Khengen Tulku, although not a monk, wasn’t married. He was living at his monastery of Khang Kheng and performing beneficial activities. Once again, a dakini, and also Lama Chabdo Phagpa Lha, told him to go to the Terkong Nang area, where he would meet a karmically connected dakini, establish a monastery, ad have a very special son who would benefit the dharma and sentient beings greatly.
Following their instructions, Khengen Tulku eventually arrived there and found the area populated by about thirteen large families and fifteen or sixteen retinue families. Among the large families was one that had emigrated from eastern Bhutan and was descended from the great Nyingma tertön Ratna Lingpa. Khengen Tulku asked that family to host him, and with great joy and respect they agreed. This family had a young sixteen-year-old daughter named Namgyal Drolma. He slept with her that night and many beautiful signs and indications came. In the early morning he told the daughter’s parents, “I want to stay in this area ad build a monastery near the mountain, but I will need our help. I would also like your daughter to be my wife.” The parents joyously agreed.
They sought out a perfect location for the monastery and found a beautiful site about three miles from the village. In that area, however, there were no stones, and everyone said, “If the temple is not built of stone, it won’t last long.” The lama prayed to the Three Roots and especially to Guru Padmasambhava, performed many ganachakras and made many offerings to the local land deities. He had auspicious dreams that night. Early in the morning, he told his students and dharma patrons, “Today I am going to reveal a treasury of stones, but I will need the assistance of a man named “Stone””.
Everyone was trying to think of some one with that name. Someone remembered a very good craftsman from Puwo named Dorje Dragpa, and there was general agreement that he must be the man. They located this man, and then all of them accompanied the teacher to the selected location where they did fire puja Jinsek and dharmapala offerings. Khengen Tulku said to Dorje Dragpa, “Dig in the dirt.” Dorje Dragpa struck with his pick, and when he did, many stones of different sizes emerged looking like they had been prepared by a mason. With them, they were able to complete the construction of the monastery”.

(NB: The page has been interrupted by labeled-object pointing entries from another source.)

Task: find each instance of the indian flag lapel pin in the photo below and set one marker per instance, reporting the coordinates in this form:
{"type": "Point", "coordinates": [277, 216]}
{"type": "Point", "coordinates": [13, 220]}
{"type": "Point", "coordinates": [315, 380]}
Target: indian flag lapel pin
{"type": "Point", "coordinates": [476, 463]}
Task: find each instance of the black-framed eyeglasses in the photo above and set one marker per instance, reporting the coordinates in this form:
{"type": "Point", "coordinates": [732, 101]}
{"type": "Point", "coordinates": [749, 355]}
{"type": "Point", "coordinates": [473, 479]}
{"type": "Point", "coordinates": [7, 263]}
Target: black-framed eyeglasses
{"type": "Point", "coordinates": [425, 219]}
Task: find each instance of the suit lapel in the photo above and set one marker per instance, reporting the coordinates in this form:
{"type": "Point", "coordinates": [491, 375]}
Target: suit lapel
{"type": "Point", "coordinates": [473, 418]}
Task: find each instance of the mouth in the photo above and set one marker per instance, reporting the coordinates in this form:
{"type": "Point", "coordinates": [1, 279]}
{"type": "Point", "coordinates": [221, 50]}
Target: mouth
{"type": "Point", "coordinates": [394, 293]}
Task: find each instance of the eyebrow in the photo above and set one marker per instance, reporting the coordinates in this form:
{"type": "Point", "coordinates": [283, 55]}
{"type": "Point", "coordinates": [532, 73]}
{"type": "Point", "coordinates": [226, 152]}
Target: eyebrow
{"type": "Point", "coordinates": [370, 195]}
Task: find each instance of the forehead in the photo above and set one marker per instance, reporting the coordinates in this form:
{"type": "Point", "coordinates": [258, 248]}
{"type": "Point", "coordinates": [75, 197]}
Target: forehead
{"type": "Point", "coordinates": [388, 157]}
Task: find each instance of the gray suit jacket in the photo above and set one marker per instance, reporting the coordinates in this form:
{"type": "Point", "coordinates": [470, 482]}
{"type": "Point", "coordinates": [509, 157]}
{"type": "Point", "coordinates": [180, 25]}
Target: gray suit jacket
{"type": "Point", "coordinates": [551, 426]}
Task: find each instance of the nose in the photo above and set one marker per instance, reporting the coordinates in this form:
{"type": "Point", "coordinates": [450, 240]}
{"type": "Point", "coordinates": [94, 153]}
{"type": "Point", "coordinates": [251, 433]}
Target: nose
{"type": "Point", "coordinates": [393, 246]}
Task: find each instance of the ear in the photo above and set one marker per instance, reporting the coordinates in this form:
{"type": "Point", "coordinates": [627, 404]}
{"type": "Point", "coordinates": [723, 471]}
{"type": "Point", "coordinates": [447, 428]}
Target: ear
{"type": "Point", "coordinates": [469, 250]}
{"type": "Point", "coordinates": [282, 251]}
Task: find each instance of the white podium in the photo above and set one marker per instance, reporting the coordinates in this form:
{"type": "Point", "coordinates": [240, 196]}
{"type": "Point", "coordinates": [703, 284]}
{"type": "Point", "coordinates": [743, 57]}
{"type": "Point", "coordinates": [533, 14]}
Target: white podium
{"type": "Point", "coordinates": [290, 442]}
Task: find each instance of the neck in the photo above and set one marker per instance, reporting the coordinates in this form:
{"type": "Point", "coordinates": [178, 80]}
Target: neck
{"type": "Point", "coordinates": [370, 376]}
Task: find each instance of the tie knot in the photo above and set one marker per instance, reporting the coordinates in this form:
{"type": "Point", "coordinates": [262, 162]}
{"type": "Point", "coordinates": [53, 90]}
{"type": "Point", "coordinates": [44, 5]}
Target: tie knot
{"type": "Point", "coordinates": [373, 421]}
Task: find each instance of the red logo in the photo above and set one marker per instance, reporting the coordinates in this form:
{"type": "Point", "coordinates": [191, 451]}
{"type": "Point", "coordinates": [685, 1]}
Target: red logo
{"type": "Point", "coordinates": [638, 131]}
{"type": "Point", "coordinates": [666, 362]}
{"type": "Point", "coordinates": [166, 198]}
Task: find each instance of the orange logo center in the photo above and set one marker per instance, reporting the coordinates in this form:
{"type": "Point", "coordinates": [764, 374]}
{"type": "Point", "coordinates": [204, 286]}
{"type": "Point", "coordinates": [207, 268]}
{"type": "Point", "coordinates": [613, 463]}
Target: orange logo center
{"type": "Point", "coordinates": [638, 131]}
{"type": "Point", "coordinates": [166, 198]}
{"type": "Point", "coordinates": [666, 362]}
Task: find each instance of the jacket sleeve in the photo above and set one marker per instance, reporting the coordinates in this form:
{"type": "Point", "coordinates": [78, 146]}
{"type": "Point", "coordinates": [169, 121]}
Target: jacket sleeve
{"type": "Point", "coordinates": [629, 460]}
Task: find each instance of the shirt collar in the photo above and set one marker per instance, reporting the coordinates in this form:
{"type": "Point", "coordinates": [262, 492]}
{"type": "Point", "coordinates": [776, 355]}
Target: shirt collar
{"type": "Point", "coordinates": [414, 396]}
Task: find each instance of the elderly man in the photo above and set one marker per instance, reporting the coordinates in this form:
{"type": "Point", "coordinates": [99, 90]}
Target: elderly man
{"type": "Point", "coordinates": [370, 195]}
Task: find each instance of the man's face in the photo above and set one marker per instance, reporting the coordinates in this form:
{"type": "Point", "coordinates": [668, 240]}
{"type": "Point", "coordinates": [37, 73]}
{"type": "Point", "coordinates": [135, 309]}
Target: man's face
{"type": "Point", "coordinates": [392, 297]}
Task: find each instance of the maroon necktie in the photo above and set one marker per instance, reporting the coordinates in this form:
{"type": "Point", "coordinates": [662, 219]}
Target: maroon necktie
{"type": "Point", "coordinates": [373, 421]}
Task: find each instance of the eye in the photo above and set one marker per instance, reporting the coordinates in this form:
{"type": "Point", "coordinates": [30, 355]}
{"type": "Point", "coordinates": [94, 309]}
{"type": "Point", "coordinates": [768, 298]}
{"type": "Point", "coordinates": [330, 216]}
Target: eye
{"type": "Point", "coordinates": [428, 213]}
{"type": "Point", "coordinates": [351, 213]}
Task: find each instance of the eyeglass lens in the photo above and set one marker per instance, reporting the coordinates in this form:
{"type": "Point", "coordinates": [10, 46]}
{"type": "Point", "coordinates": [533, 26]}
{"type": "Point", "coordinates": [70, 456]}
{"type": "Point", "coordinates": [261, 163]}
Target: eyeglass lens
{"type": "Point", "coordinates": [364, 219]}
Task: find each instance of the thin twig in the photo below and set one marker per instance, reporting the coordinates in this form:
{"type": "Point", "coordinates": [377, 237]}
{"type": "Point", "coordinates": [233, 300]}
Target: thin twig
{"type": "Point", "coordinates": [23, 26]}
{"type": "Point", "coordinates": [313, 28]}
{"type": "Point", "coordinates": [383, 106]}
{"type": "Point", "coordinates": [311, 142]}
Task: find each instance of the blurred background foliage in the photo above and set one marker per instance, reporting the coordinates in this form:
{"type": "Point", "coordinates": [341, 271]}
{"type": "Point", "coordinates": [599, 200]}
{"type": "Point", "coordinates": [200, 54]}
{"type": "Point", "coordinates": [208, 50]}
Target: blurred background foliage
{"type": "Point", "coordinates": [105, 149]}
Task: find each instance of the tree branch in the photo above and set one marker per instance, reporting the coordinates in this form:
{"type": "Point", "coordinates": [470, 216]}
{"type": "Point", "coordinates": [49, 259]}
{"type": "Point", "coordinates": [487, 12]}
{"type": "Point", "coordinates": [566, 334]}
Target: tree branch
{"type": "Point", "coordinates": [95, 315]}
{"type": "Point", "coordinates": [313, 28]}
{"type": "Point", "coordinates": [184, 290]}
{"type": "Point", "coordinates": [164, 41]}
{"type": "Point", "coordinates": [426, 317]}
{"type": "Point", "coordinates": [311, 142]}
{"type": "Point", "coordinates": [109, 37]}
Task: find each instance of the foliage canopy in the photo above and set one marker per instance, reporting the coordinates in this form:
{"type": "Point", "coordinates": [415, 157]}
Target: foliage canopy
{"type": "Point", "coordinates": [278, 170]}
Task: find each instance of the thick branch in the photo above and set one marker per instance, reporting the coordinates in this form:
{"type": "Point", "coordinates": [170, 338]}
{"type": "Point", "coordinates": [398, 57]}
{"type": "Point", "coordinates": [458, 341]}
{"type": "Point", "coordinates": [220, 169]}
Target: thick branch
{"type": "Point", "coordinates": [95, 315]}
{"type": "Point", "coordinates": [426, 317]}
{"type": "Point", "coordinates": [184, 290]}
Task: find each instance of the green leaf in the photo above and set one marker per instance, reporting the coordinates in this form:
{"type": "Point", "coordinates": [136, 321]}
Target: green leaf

In the mid 1920’s, a war broke out between Central Tibet and Powo kingdom, and afer much resistance, Khengen Tulku had to leave Powo and settled on the border of India.

Notes

  1. Khenpo Tsewang Dongyal, Light of Fearless Indestructible Wisdom: The Life and Legacy of H. H. Dudjom Rinpoche, Snow Lion 2008, page 32.
  2. Khenpo Tsewang Dongyal, Light of Fearless Indestructible Wisdom: The Life and Legacy of H. H. Dudjom Rinpoche, Snow Lion 2008, page 59-61.